Last season saw some tangible improvement, mostly in regards to his three-point shooting. He shot 42.5 percent from long range and had several games where the “McBuckets” moniker was truly apt. (Hi, Trashtors!)
However, Dougie still left a lot to be desired, unless your thing is watching Vines of a clueless defender running around like his head was cut off. McDermott can still be a somewhat useful player if all he ever provides is elite three-point shooting (that rings even more true on a Bulls squad that’ll sorely need his outside shooting), but Ian Levy over at Nylon Calculus outlined yesterday some specific aspects of his game that need improvement if he wants to make a significant leap in his pivotal third season in the league.

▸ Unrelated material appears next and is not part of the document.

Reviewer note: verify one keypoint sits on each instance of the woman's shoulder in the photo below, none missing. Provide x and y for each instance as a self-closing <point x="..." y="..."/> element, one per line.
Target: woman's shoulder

McDermott’s defense obviously needs a lot of work, and maybe those offseason workouts with Jimmy Butler will help in that regard. McDermott’s defense is so bad that even an improvement to slightly below average or merely mediocre would be a big plus. Levy of course pointed out that that kind of improvement is necessary for McDermott to be “an important player on a good team,” but he also noted that Doug needs to make his offensive game more well-rounded:
Although McDermott shot a robust 42.5 percent on three-pointers last season on a high number of attempts, he didn’t offer much else on the offensive end. He had nearly as many turnovers (53) as assists (59) and shot 55.4 percent inside the restricted area, 152nd of 186 players with at least 150 attempts in that area.
If we look at granular usage statistics, McDermott used just 26 possessions as the ball-handler in the pick-and-roll, just 21 in post-ups and less than 10 as the screener in the pick-and-roll. Almost all of McDermott’s half-court offensive opportunities were spotting up or coming off screens and curls. His jump shot was reliable this season but he had less than 100 drives on the entire season and shot just 39.1 percent on those drives — a reflection of how ineffective he was attacking closeouts or doing something other than shooting off the catch.
All these numbers, plus his poor rebound/steal/block rates, back up the assertion of many that McDermott really doesn’t do anything besides shoot it well from outside. (I will admit he had some sweet dunks last year.) And if McDermott wants to make a significant impact on a really good team, he’ll have to develop some of his other skills. Levy brought up the Kyle Korver/J.J. Redick comparisons, which I don’t like but are inevitable, and pointed out how both guys turned into true impact players by becoming capable passers, defenders and finishers around the basket, among other things, to go along with their elite shooting.
Of course, a big question is what kind of opportunities McDermott will get on this Bulls roster. As mentioned, his already elite skill, spot-up shooting, will be vital to Chicago. But will he get more chances in some of these other areas?
I’m doubting we see him used much as a ball handler given the other ones on the team, but the Bulls should look at getting him more chances in the post when the matchups call for it, and using him as a screener in screen-and-pop situations could be deadly. An increase in drives off the catch when defenders close out hard on him would also be helpful (plus, you know, finishing), and that could also lead to more free throw attempts.
It’d be a huge boon to the Bulls if McDermott can develop some of these skills and be a legitimate positive player rather than a liability who can occasionally get hot with his jumper. But if all else fails, he just needs to fire away from three as much as possible to justify playing him significant minutes. I’m talking like five or six three-pointers a game, because if the the development in those other areas doesn’t come, what’s the point of playing him?